THE WA Livestock Research Council (WALRC) recently welcomed four new producer committee members to its ranks, bringing with them extensive and varied experience in the WA livestock industry to the research priority setting group.
The producer membership of WALRC already has Statewide representation from the sheep, beef and pastoral sectors and was recently bolstered by the addition of Manypeaks beef producer Richard Metcalfe, former co-owner/operator of Cunyu Pastoral lease Ken Shaw and mixed farmers Michael Humphry, Walebing and Audrey Bird, Wickepin.
"These four make a fantastic inclusion to the think-tank and geographic representation that we are able to offer MLA and our co-investors via WALRC," chairman Tim Watts said.
"Each have a strong interest in research and a commitment to driving change that is informed by our research community.
"Their input into ensuring we are feeding a level of detail and content up to MLA that will drive our next wave of livestock systems research in southern WA will be significant."
WALRC is funded primarily by MLA producer levies and is in place to help extract meaningful red meat research and extension priorities from producers across the lower half of WA.
The main role of WALRC producer members is to utilise their extensive on-farm and livestock industry experience to identify research projects which have the most potential for widespread efficacy and uptake within industry.

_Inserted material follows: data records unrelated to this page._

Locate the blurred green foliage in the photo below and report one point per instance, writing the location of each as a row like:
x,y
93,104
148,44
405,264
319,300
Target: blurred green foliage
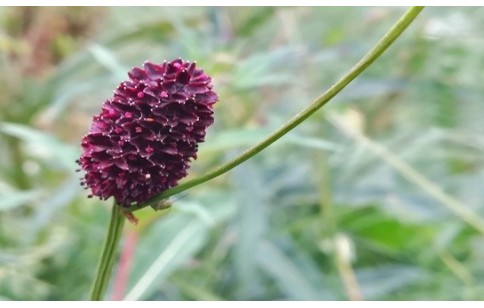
x,y
379,196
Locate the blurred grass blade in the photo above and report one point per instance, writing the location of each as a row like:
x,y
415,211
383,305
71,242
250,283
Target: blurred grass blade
x,y
44,145
181,246
454,205
13,199
108,59
286,274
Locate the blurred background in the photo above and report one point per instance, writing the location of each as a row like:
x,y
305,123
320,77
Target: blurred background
x,y
379,196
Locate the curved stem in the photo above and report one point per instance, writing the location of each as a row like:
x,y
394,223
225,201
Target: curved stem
x,y
385,42
108,254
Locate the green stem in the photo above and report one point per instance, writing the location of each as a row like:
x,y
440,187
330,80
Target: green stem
x,y
108,254
385,42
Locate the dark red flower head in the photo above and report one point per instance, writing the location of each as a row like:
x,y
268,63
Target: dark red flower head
x,y
147,133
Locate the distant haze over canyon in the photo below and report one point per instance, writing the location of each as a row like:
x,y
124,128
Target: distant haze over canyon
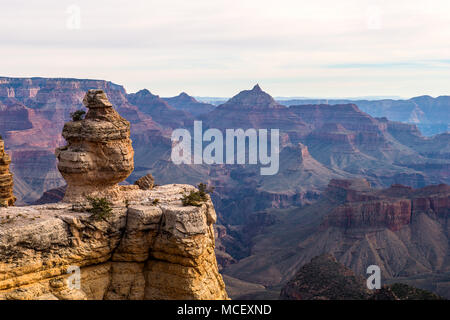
x,y
346,169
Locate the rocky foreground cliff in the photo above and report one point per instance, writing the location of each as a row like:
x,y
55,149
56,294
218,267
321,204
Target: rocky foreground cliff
x,y
143,251
106,241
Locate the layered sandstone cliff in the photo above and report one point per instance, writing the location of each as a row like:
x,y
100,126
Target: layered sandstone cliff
x,y
143,251
98,154
106,241
6,181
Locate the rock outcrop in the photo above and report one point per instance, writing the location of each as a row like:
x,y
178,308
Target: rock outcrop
x,y
6,181
140,251
99,154
121,242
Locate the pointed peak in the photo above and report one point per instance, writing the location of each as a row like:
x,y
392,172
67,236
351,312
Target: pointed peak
x,y
255,98
144,92
256,88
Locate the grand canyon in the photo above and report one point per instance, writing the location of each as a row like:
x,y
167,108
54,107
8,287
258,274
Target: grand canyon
x,y
365,181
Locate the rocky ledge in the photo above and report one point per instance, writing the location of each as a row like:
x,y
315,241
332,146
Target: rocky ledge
x,y
145,249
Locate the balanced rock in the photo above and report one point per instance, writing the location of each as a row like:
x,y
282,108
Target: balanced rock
x,y
98,154
146,182
6,178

When Farm Weekly spoke to the newest WALRC producer members at the Muresk Smart Farm Showcase recently, giving back to their industry was the theme when it came to why they got involved.
"This is an opportunity for us to give back to the industry we live and work in," Manypeaks beef producer Richard Metcalfe said.
"We all contribute levy dollars to MLA and to have the opportunity to have input on where those dollars are invested is fantastic."
The position on the committee involves a lot of reading through research proposals but Mr Metcalfe said it looked interesting at first glance.
"It was fascinating having a first quick look through the sorts of projects that are out there," he said.
"The majority are very relevant to commercial farming operations in WA and I look forward to joining the discussion on prioritising the projects to be moved forward."
Wickepin producer Audrey Bird and Facey Group co-founder runs a mixed cropping and sheep enterprise.
"I'm very interested in increasing sheep production and by joining WALRC, I now have another opportunity to help drive production in our industry," Ms Bird said.
"I look forward to having an opportunity to have a say on research projects which can have a local impact for producers here in WA, and ensuring that it is research that is WA relevant.
"Joining WALRC is also a great opportunity to learn from and interact with other producers with a common interest so I'm looking forward to getting into the work."
The calibre of producer members from across WA getting involved with WALRC is crucial to the success of the group according to Dr Watts.
"The process is designed to ensure a comprehensive collection of what research activities will provide tangible on-ground benefit to beef and sheep producers," Dr Watts said.
"We have producers on the council but importantly, we also have strong industry representation with contribution from the Australian Association of Agricultural Consultants and the NRM (natural resource management) sector.
The Department of Primary Industries and Regional Development, The University of Western Australia, CSIRO and Murdoch University are also involved, providing a collaborative structure between producer and researcher from the start.
For the producer panel, a big part of the consideration process is about looking at practical implementation of the projects that come across their desks.
The new WALRC members were keenly observing interactive forums with producers facilitated by Dr Watts at Muresk and York recently, where producers were quizzed about issues facing their livestock businesses.
The interactive forum has been a staple of WALRC meetings with members taking note of what matters to producers which will then aid in their deliberations over priority setting of research projects.
THE WALRC team met last month to prepare its submission to Meat & Livestock Australia (MLA) for its annual review of red meat research and extension priorities.
The dataset of ideas was collected from more than 700 individual contacts via WALRC forums around WA which were then synthesised into the top 10 issues that would 'make a difference' if addressed from either a research or extension perspective in WA.
The WALRC contribution will form part of the final set of guidelines that will be associated with MLA research and development project calls and MLA producer demonstration site applications.
The review process involved eight producer members of the WALRC team, representatives from Australian Association of Agricultural Consultants WA and Natural Resource Management of WA plus WALRC co-investors DPIRD, CSIRO, Murdoch and UWA.
"The review process was thorough and rigorous with all ideas put forward assessed for their level of potential impact, if funded," WALRC chairman Dr Tim Watts said.
The next step in the cycle will be when project applications are received by MLA and the WALRC producer members will reconvene to provide the first assessment of these proposals.
"This is something we take very seriously and in fact all of our producer members undergo training in the process of objective assessment of the proposals ahead of the review," Dr Watts said.